Although Goya painted the Ferrer picture from memory, it has a sense of immediacy - as if he had just witnessed the gory event. The oil on canvas measuring just 50cm by 60cm (20in by 23 1/2 in), shows the bull just after goring two horses to death in the arena. A group of matadors are huddled together behind the picador's blood-covered horse.
Hugh Brigstocke, of Sotheby's Old Master department, said: 'The undoubted quality of this painting, together with its provenance, makes it the yardstick against which all other bullfighting pictures by Goya must be measured.'
The work is in superlative condition. It has been X-rayed and studied by the Courtauld Institute Galleries in London. The
X-rays illustrate how Goya applied the paint with a palette knife, a brush or with his thumb or fingers wrapped in a rag. They also give an insight into his method: they reveal many small alterations to the composition.

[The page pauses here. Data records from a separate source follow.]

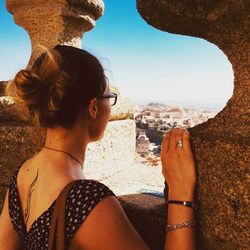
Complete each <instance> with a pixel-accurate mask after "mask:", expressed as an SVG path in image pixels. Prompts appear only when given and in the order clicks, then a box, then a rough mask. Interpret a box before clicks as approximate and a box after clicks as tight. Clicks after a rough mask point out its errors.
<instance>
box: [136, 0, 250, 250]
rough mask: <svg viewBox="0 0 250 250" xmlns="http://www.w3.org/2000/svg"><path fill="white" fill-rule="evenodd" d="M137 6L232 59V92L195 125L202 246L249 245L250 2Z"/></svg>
mask: <svg viewBox="0 0 250 250" xmlns="http://www.w3.org/2000/svg"><path fill="white" fill-rule="evenodd" d="M137 8H138V10H139V12H140V14H141V16H142V17H143V18H144V19H145V21H146V22H147V23H148V24H150V25H152V26H154V27H156V28H158V29H160V30H164V31H167V32H171V33H176V34H183V35H190V36H194V37H200V38H204V39H206V40H208V41H210V42H212V43H214V44H216V45H217V46H218V47H219V48H220V49H221V50H223V52H224V53H225V54H226V55H227V57H228V59H229V61H230V62H231V63H232V66H233V70H234V76H235V81H234V85H235V88H234V93H233V96H232V98H231V99H230V100H229V101H228V103H227V105H226V107H225V108H224V109H223V110H222V111H221V112H220V113H219V114H218V115H217V116H216V117H215V118H214V119H210V120H209V121H208V122H206V123H204V124H202V125H199V126H197V127H195V128H193V129H192V130H191V134H192V144H193V150H194V154H195V159H196V165H197V174H198V189H197V199H198V202H199V204H200V210H199V214H198V218H199V222H200V227H199V229H200V231H199V240H200V246H199V249H213V250H216V249H228V250H230V249H237V250H238V249H248V248H249V246H250V224H249V218H250V210H249V207H250V198H249V197H250V190H249V184H250V169H249V167H250V164H249V163H250V162H249V159H250V138H249V131H250V113H249V110H250V91H249V85H250V72H249V68H250V67H249V58H250V57H249V55H250V42H249V41H250V19H249V18H248V14H249V8H250V3H249V1H224V0H213V1H196V0H193V1H187V0H185V1H168V0H149V1H143V0H137Z"/></svg>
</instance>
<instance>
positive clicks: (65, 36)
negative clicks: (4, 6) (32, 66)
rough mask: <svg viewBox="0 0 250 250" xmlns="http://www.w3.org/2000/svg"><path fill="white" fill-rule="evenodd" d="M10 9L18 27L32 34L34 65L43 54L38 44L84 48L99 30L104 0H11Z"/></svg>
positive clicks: (32, 47)
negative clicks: (98, 27)
mask: <svg viewBox="0 0 250 250" xmlns="http://www.w3.org/2000/svg"><path fill="white" fill-rule="evenodd" d="M6 6H7V9H8V11H9V12H10V13H12V14H13V15H14V19H15V22H16V24H18V25H20V26H21V27H23V28H24V29H25V30H26V31H27V32H28V34H29V36H30V40H31V45H32V56H31V59H30V63H32V62H33V60H34V59H35V58H36V57H37V56H38V55H39V53H40V50H41V49H39V48H37V45H39V44H41V45H44V46H47V47H53V46H55V45H57V44H64V45H71V46H74V47H78V48H80V47H81V42H82V36H83V33H84V32H86V31H89V30H91V29H92V28H93V27H95V24H96V20H97V19H98V18H100V17H101V16H102V15H103V11H104V4H103V1H102V0H90V1H82V0H78V1H73V0H68V1H66V0H18V1H17V0H7V1H6Z"/></svg>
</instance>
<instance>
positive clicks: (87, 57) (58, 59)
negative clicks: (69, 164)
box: [6, 45, 106, 127]
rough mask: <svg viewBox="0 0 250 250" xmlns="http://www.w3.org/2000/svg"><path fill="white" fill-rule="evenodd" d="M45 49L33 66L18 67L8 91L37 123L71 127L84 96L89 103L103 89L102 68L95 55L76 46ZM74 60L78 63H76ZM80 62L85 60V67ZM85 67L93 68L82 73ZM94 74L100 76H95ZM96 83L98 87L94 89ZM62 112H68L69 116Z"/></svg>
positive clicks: (59, 46)
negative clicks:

The painting has been exhibited in public only three times since the day it was painted - in Madrid in 1900, Bordeaux in 1951 and Arles in 1990.
Sotheby's in New York hopes to whet the appetite of contemporary art collectors with Claes
Oldenburg's Cheesecake. This is one of his pop objects, created with muslin soaked in plaster over wire, which date from the early Sixties. Sotheby's estimates the piece will fetch dollars 35,000 to dollars 45,000 ( pounds 20,000 to pounds 26,000).
The sale offers another early Sixties pop icon, Arman's 'accumulation' of clocks piled up high in a glass cloche. It is estimated at dollars 35,000 to dollars 45,000.